Yeah I agree with rust, I have some simple database fetching servers that run crypto functions as well (I.e. login) and for simpler operations they can quickly get to 100K+ requests per second on a single host
I don't know. They seem to be satisfied customers, and were simply optimizing an already working pipeline in anticipation of saving money.
As a side note, I haven't seen a single "We tried GraphQL and it failed us" story on HN. Not that they don't exist, of course. It's just that there doesn't seem to be much debate about its promise.
To be fair, looking at what kind of optimizations they did to improve the situation, it looks like GQL is not to blame but rather a pretty big disconnect between their implementation practices and understanding about what is costly and what is not costly (ie lack of mechanical sympathy). People may get by without that writing client side javascript, but backend code is not as generous.
Yes, their optimisation team did great job, including writing post about it. They had 5 months from zero to some solution deployed on prod. And they shaved numbers. Great work.

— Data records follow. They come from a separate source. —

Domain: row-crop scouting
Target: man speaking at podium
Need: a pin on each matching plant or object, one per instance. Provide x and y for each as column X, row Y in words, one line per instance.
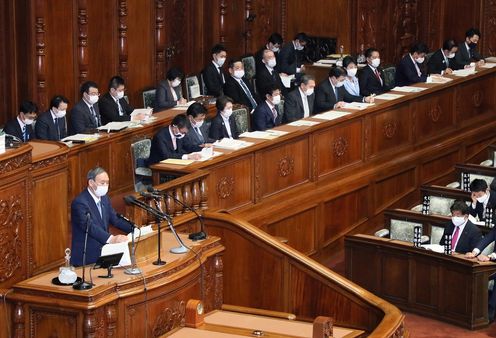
column 92, row 210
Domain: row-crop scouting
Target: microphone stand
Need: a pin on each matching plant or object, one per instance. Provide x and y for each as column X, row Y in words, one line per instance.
column 83, row 285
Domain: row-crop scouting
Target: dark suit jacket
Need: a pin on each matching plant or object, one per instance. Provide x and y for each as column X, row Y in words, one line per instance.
column 462, row 57
column 325, row 98
column 369, row 83
column 192, row 140
column 109, row 110
column 81, row 118
column 437, row 63
column 164, row 98
column 293, row 106
column 263, row 118
column 265, row 79
column 98, row 233
column 218, row 130
column 213, row 80
column 234, row 90
column 162, row 147
column 406, row 73
column 47, row 130
column 12, row 127
column 289, row 59
column 467, row 240
column 479, row 207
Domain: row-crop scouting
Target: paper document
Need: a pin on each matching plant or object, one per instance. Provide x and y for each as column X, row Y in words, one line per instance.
column 388, row 96
column 286, row 80
column 303, row 123
column 330, row 115
column 408, row 89
column 111, row 249
column 231, row 144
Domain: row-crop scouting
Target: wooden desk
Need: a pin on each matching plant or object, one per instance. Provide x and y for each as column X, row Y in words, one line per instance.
column 450, row 288
column 120, row 306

However number of servers required to serve this traffic has still very poor ratio. And if you read between lines – they maxed out their optimisation effort on it. They cache at multiple layers. To be more precise this statement that they haven't found any low hanging fruits for optimisation should raise some serious questions and their analysis from "first principles" should probably be more thorough.
>"As a side note, I haven't seen a single "We tried GraphQL and it failed us" story on HN"
Why would it "fail". It is just one of many possible protocols to query data. It is like arguing about using this computer language vs that computer language. Bar difference in performance they would all work.
Graphql is super easy to understand, easy to deploy, easy to scale and easy to grow.
It’s not perfect - the lack of namespaces can be a pain, a few more standard types would be good, and mutations feel a bit under baked - but there’s much to love, and very little to dislike.